What hardware we know you won’t need, though, is any sort of sensor beacon in the room you’re using Santa Cruz. Unlike, say, HTC VIVE, which demands you install positioning beacons into the corners of your room, Oculus’ new system supports full inside-out tracking. The cameras on the headset itself are used to locate it within 3D space.

Another part of the magic comes down to the controller. The new Santa Cruz controllers are the handiwork of the same team that developed Oculus Touch, and come complete with both a grip button and a trigger. There’s also a touch pad, a back button, and home button, together with six degree-of-freedom tracking.

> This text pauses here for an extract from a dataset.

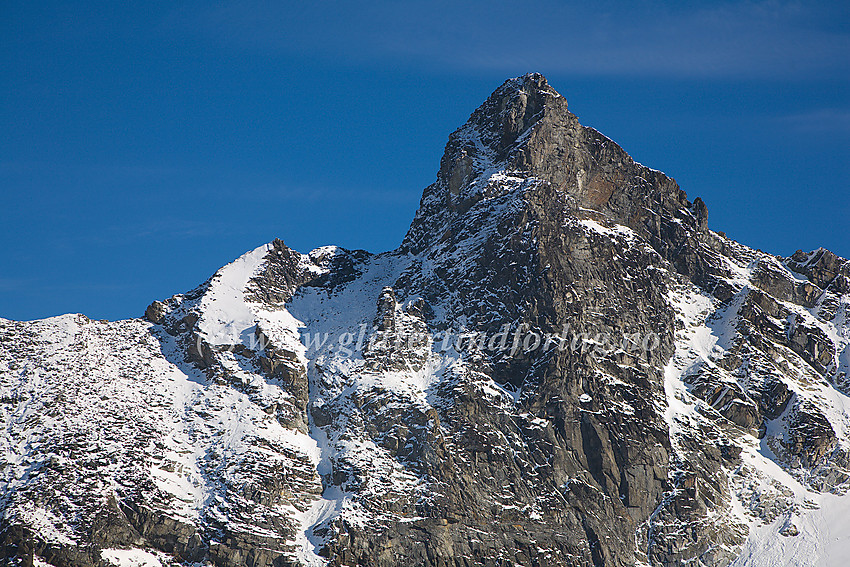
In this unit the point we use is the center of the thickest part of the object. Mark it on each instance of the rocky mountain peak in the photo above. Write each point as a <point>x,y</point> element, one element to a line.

Tiny LEDs embedded in the outside are used, but this time they’re infrared rather than visible light. The same sensors that the headset uses – four ultra-wide sensors positioned at the corners of the Santa Cruz headset itself – track both head movement and controller movement. They’re pointed slightly beyond the usual VR field of view, so as to maximize coverage and increase the overall tracking volume.

That means more freedom of movement with your hands, Head of Oculus VR Hugo Barra says. It also keeps the tracking smooth, and allows for objects at the periphery of the field of view to be interacted with.

There’s plenty of work to be done, mind, with both the headset and the controllers still yet to be finalized. That should happen in the coming months. “We’re planning to put this in the hands of developers next year,” Barra promised.